Crowdfunding with no restrictions, rules or protections is just an anonymous PayPal account or a shoebox with a hole cut in the top.

Nobody is stopping you from doing that if your desire is absolute freedom in how you collect donations and what you do with them. The point of Kickstarter is to find a balance between allowing creators to do whatever they want and helping them end up successfully funded.

You sarcastically say good luck with that as if this isn't a proven method that leads to far more success, but it is. While it's always been possible to solicit donations for a project, it's really only been successful and widespread since the the existence of projects like Kickstarter that put pressure on the creator to actually deliver.

The pretty website and the name aren't what makes Kickstarter successful. The rules are. Nobody was waiting all this time with a project they wanted crowdfunded just hoping for someone to launch a website to make putting that up easier. They were waiting for a platform that users trust and are interested in. They wanted a chance to actually be funded if they chose to put themselves out there. If they thought they could get that "with freedom" they would have done so already.

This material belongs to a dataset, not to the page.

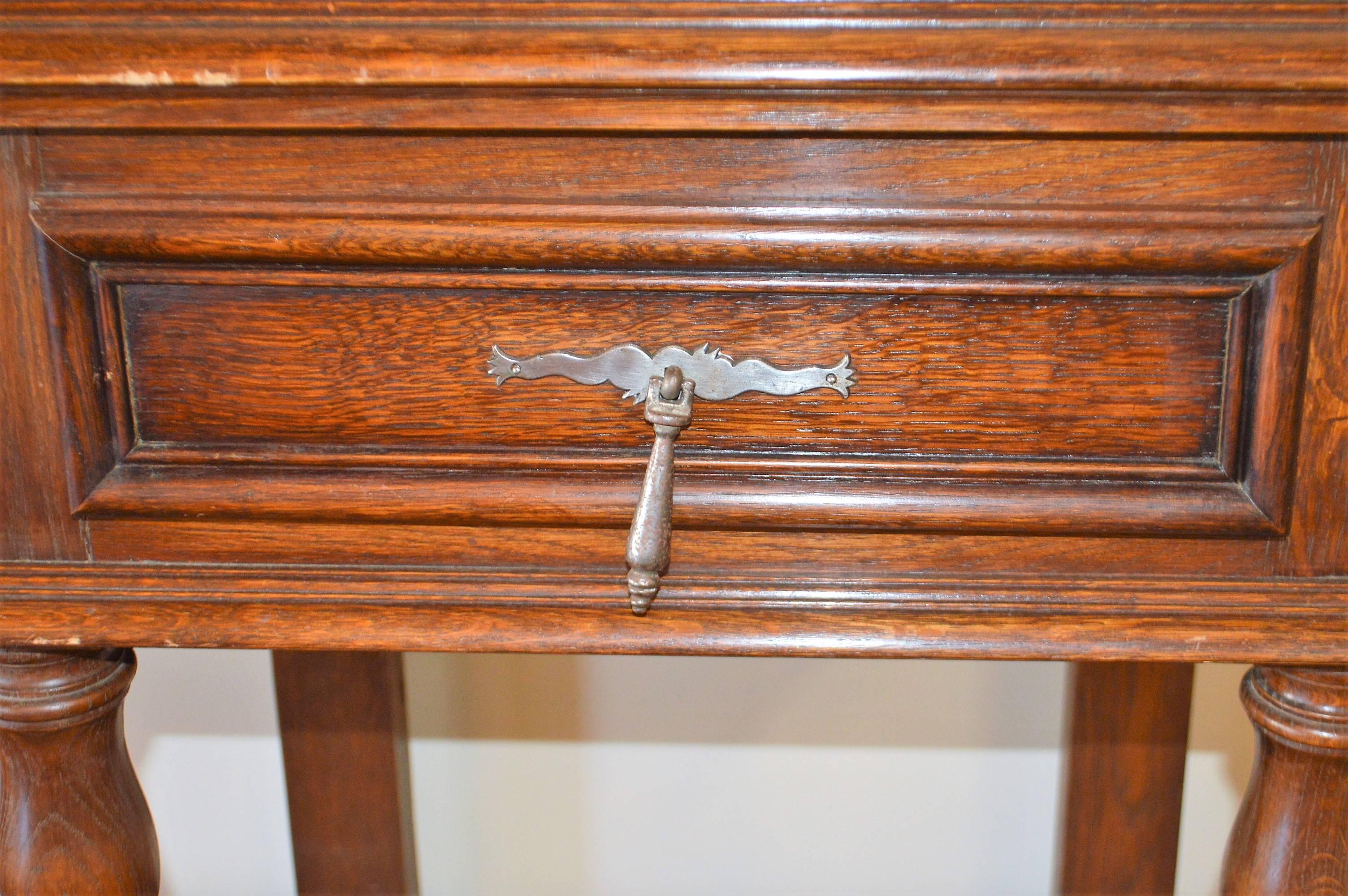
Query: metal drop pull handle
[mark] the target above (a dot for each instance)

So good luck finding people that want to throw money at your ideas with no rules, restrictions or protections in place. I think you'll find it's a pretty shallow pool. Keep in mind that absolute freedom from the perspective of a creator equals absolutely no accountability from the perspective of backers and crowdfunding requires both to be successful.

Indiegogo was a client of mine, and I know a decent amount about the crowdfunding space. The way Kickstarter and Indiegogo do things has fuck-all to do with limiting innovation or stopping people from creating real products.

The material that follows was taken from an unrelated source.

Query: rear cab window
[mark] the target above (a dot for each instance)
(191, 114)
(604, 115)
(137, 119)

Without violating my NDA, I can share the following:

Both companies have the same set of goals: to provide a marketplace for innovative ideas. They have different ways of achieving this.

Kickstarter does this by allowing select projects to be associated with its brand, which due to their selective nature, confers a perception of trustworthiness to potential funders. You know that there's very little chance of a Kickstarter project being a scam, and moreover, that the project you fund will probably make good on their promises.

This is why they've stopped allowing product mockups -- to lower risk for funders.

Indiegogo is more liberal, allowing your project to succeed or fail based on the strength of your network, rather than the additional trust conferred by the brand itself. While the guys over at 'gogo are really focused on preventing fraud, the very nature of 'every project can be funded' means that more projects will fail to ship.

In my experience, Indiegogo is really great for projects where the goal is not some type of new product, but rather some sort of well-understood goal. Like saving a clinic for pregnant woman in San Francisco, or raising money for a child to get a lung transplant. Kickstarter is more about innovation -- Cards Against Humanity, the Pebble watch, etc.